Daniel : Mon père était enseignant, et il disait qu’un.e bon.ne professeur.e apprend en enseignant. Le fait d’animer des ateliers dans les écoles me donne souvent cette occasion. Lors d’un programme de résidence à Kars, en Ontario, j’ai collaboré avec la grande artiste algonquine Kelly Church et j’ai appris d’elle. Kelly connaissait tout de la collecte, de la préparation et de l’utilisation de l’écorce. Nous avons également été agréablement surpris par les progrès de ce groupe d’élèves ainsi que par leur ouverture et leur intérêt marqué. La population de cet établissement scolaire était entièrement blanche, mais les élèves étaient avides d’en savoir plus sur notre peuple; c’est un bel exemple d’espoir pour l’avenir.
Vous proposez des ateliers et des spectacles pour les enfants de la maternelle à la douzième année, ainsi que pour les personnes âgées. Qu’avez-vous appris en travaillant avec ces différents groupes d’âge?

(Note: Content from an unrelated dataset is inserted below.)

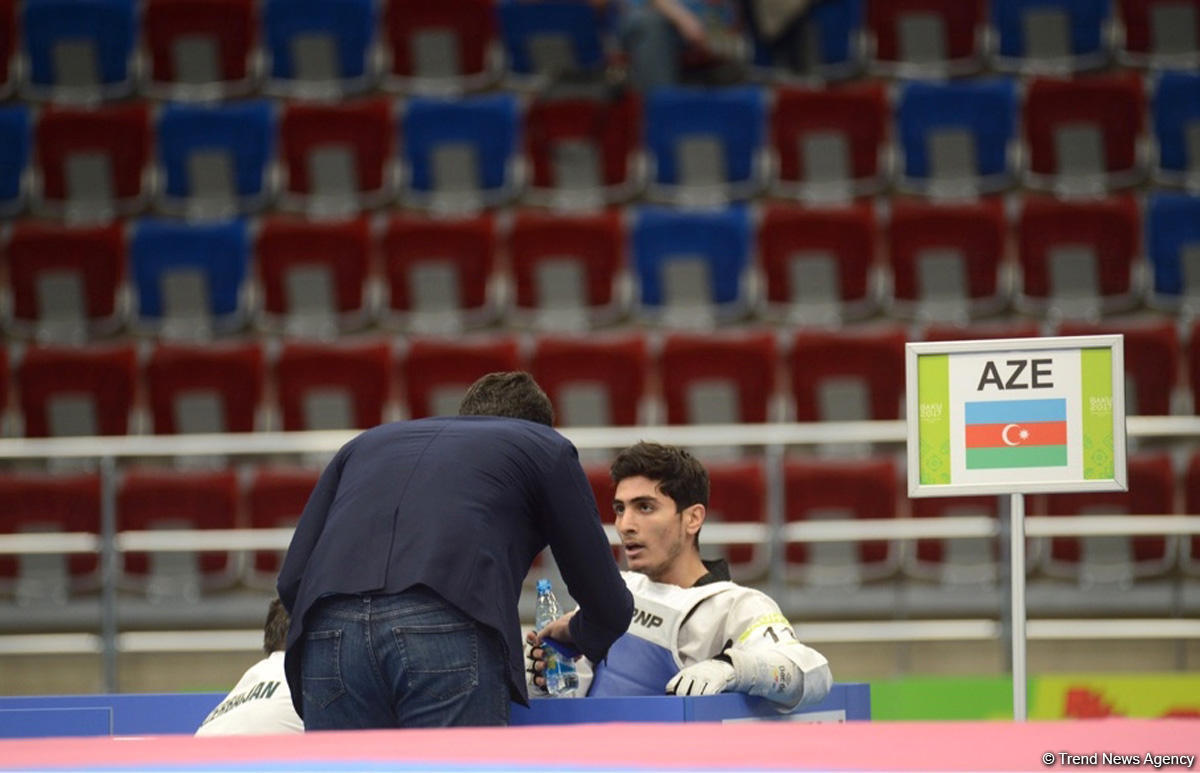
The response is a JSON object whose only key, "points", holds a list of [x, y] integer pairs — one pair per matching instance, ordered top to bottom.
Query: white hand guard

Daniel : Plus ils sont jeunes, plus il est facile de les faire participer. En vieillissant, la compréhension des jeunes s’améliore, ils apprennent plus vite et sont capables de communiquer plus facilement, mais ils ont aussi appris à construire des murs et c’est triste parce qu’il devient plus difficile pour eux de s’ouvrir, de se laisser aller et de profiter. Heureusement, les aînés présentent souvent une combinaison de l’intelligence et de l’ouverture de ces deux groupes d’âge.
Pourquoi pensez-vous qu’il est important pour notre collectivité d’avoir accès à des artistes professionnels?
Daniel : L’art appartient à tout le monde et doit être offert au plus grand nombre de personnes possible. L’art met en mots, en musique et exprime visuellement ce que nous ressentons à l’intérieur. L’art nous permet de célébrer la complexité de nos émotions, qu’elles soient heureuses ou tristes. L’art doit être accessible à tous et MASC offre cette opportunité qui est en quelque sorte un réel cadeau.